Cardiac Response to Chronic Intermittent Hypoxia with a Transition from Adaptation to Maladaptation: The Role of Hydrogen Peroxide

1The Cardiovascular Center, The First Hospital of Jilin University, Changchun 130021, China
2Department of Pediatrics, Kosair Children Hospital Research Institute, University of Louisville, Louisville, KY 40202, USA

Received 7 February 2012; Accepted 20 March 2012

Academic Editor: Ivan Spasojevic

Copyright © 2012 Xia Yin et al.
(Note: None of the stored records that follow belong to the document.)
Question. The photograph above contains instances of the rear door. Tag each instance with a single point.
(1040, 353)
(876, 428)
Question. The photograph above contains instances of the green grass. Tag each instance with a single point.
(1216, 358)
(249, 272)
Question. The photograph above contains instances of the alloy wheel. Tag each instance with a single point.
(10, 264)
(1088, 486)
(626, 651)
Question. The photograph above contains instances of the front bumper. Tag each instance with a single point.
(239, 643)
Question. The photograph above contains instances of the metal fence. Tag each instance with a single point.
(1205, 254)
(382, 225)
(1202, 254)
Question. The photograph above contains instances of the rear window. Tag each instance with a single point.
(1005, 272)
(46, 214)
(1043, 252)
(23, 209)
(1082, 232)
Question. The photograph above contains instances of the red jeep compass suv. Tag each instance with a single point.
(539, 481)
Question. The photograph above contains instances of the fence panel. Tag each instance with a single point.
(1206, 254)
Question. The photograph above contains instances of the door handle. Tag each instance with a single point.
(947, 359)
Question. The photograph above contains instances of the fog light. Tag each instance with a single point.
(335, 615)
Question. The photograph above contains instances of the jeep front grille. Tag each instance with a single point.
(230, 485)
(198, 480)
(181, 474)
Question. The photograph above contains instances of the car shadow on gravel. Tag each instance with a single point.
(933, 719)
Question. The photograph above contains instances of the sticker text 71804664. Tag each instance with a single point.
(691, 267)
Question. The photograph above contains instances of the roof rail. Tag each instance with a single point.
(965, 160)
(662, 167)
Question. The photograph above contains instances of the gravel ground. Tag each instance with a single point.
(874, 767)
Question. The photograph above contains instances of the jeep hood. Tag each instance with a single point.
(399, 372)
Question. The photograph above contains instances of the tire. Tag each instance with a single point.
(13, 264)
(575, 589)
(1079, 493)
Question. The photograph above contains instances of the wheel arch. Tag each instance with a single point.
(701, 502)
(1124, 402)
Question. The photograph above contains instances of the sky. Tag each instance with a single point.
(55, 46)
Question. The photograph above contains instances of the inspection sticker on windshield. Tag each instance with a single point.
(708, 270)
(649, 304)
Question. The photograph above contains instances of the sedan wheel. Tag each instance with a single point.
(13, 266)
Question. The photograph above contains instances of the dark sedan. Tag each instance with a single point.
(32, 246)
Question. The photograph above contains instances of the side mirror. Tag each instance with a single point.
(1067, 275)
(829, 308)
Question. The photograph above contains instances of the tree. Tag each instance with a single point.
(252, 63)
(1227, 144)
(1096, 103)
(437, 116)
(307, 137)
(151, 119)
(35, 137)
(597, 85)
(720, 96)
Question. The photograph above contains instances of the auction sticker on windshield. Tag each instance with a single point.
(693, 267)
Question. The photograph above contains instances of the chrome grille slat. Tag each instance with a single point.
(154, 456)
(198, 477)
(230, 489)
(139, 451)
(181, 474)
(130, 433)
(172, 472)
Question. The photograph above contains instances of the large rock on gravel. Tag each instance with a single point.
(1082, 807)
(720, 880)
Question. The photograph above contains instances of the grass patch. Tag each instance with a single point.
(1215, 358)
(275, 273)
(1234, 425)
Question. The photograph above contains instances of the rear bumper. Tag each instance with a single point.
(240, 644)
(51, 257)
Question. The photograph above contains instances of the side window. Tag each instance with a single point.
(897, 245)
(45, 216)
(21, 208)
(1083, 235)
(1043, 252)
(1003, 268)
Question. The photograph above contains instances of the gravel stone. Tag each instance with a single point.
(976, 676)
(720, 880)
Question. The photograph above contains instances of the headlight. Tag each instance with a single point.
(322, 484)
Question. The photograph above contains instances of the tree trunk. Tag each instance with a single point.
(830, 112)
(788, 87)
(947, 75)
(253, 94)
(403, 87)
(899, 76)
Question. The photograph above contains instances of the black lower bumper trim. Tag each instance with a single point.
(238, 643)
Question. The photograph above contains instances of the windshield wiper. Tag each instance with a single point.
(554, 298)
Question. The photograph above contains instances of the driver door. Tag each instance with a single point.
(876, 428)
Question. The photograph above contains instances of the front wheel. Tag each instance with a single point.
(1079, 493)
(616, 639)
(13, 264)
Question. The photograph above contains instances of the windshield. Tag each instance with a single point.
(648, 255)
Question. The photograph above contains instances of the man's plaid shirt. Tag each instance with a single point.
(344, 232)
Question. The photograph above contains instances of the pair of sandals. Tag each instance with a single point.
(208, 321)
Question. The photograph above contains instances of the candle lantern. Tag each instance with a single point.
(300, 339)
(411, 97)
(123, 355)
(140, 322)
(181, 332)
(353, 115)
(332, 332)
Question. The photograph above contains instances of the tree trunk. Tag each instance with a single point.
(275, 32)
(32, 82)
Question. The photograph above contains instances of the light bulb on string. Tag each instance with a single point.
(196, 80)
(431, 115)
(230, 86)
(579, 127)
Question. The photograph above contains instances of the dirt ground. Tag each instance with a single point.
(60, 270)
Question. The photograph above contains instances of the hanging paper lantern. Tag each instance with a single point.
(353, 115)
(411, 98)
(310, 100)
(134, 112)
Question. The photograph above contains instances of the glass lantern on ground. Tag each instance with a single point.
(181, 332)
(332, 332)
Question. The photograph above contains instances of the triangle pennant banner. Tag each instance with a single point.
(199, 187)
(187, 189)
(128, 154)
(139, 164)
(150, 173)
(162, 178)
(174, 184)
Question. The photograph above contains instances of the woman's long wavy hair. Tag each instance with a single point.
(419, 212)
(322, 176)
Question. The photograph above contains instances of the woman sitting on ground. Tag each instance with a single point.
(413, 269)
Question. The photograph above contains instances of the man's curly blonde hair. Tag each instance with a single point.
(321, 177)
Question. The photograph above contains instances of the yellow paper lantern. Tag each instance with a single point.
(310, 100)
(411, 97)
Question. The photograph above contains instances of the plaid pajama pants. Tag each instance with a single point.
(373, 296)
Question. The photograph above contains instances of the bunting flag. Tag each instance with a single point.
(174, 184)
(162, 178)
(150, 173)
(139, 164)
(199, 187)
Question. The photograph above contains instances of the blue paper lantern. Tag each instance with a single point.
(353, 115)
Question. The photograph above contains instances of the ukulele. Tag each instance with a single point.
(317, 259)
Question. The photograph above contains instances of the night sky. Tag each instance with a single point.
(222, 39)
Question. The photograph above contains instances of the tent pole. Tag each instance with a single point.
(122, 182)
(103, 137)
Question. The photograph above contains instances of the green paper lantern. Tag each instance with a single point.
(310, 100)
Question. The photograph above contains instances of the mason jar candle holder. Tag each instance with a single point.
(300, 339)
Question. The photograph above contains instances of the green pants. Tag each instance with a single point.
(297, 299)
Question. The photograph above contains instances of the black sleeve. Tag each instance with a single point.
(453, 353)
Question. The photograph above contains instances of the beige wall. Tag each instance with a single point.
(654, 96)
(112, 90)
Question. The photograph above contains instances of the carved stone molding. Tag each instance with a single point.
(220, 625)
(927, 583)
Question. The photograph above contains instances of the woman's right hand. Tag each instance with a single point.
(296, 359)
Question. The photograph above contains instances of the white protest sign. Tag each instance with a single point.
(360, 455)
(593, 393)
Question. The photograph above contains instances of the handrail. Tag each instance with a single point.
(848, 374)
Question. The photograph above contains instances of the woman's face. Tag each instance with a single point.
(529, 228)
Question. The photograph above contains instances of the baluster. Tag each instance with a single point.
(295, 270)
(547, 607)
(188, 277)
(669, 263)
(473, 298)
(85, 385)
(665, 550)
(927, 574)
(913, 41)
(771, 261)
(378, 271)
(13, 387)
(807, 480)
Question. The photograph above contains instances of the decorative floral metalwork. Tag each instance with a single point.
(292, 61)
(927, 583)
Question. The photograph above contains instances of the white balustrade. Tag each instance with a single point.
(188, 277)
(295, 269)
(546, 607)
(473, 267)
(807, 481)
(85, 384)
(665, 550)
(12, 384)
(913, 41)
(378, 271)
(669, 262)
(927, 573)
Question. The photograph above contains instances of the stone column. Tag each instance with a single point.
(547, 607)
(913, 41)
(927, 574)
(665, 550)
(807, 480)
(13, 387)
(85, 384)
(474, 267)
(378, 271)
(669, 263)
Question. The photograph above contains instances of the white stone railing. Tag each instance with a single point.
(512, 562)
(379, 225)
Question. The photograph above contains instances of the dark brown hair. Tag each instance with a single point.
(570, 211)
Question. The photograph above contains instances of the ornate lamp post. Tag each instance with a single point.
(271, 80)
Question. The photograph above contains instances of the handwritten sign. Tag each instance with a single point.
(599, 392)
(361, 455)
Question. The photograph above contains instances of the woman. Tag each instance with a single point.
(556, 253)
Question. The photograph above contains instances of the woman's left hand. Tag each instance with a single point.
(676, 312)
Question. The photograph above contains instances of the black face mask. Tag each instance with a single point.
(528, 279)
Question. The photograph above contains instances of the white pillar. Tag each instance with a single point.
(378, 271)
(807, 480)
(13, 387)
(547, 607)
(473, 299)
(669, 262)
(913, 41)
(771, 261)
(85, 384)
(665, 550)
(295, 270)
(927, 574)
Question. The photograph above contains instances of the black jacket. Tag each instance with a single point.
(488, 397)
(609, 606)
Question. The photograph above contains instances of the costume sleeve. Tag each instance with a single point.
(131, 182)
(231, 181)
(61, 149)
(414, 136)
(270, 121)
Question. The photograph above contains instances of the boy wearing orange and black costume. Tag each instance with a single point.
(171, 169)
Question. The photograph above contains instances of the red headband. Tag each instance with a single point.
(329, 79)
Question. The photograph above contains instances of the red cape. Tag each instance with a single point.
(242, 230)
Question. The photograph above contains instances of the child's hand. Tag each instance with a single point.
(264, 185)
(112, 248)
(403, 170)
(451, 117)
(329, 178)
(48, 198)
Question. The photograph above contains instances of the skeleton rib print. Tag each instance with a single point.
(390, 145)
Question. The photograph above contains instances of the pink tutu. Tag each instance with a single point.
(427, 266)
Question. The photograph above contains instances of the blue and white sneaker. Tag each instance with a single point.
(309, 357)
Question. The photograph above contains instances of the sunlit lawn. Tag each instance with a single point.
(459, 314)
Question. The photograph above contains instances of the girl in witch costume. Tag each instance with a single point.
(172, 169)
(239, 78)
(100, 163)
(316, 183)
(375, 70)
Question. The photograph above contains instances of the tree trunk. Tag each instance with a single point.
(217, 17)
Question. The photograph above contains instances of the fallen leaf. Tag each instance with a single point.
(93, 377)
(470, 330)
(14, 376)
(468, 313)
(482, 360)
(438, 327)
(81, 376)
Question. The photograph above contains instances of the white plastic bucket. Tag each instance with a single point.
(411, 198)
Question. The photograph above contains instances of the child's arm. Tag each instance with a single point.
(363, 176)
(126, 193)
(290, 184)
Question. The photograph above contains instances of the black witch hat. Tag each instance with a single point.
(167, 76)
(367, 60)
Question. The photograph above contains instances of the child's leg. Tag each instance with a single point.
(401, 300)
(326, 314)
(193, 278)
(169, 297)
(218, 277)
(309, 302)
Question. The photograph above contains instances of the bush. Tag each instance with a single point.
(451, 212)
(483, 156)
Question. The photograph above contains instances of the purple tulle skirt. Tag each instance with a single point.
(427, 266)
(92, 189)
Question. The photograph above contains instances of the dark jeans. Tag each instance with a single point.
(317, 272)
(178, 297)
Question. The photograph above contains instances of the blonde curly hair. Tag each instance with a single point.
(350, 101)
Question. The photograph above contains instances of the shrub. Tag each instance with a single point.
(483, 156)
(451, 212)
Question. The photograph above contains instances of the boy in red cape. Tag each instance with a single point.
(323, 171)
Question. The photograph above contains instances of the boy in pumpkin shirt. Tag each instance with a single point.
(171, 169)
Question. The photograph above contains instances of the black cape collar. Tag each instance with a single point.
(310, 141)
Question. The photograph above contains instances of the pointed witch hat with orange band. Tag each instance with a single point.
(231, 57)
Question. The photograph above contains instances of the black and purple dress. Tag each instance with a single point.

This is an open access article distributed under the Creative Commons Attribution License, which permits unrestricted use, distribution, and reproduction in any medium, provided the original work is properly cited.

Abstract

Obstructive sleep apnea (OSA) is a highly prevalent respiratory disorder of sleep, and associated with chronic intermittent hypoxia (CIH). Experimental evidence indicates that CIH is a unique physiological state with potentially “adaptive” and “maladaptive” consequences for cardio-respiratory homeostasis. CIH is also a critical element accounting for most of cardiovascular complications of OSA. Cardiac response to CIH is time-dependent, showing a transition from cardiac compensative (such as hypertrophy) to decompensating changes (such as failure). CIH-provoked mild and transient oxidative stress can induce adaptation, but severe and persistent oxidative stress may provoke maladaptation. Hydrogen peroxide as one of major reactive oxygen species plays an important role in the transition of adaptive to maladaptive response to OSA-associated CIH. This may account for the fact that although oxidative stress has been recognized as a driver of cardiac disease progression, clinical interventions with antioxidants have had little or no impact on heart disease and progression. Here we focus on the role of hydrogen peroxide in CIH and OSA, trying to outline the potential of antioxidative therapy in preventing CIH-induced cardiac damage.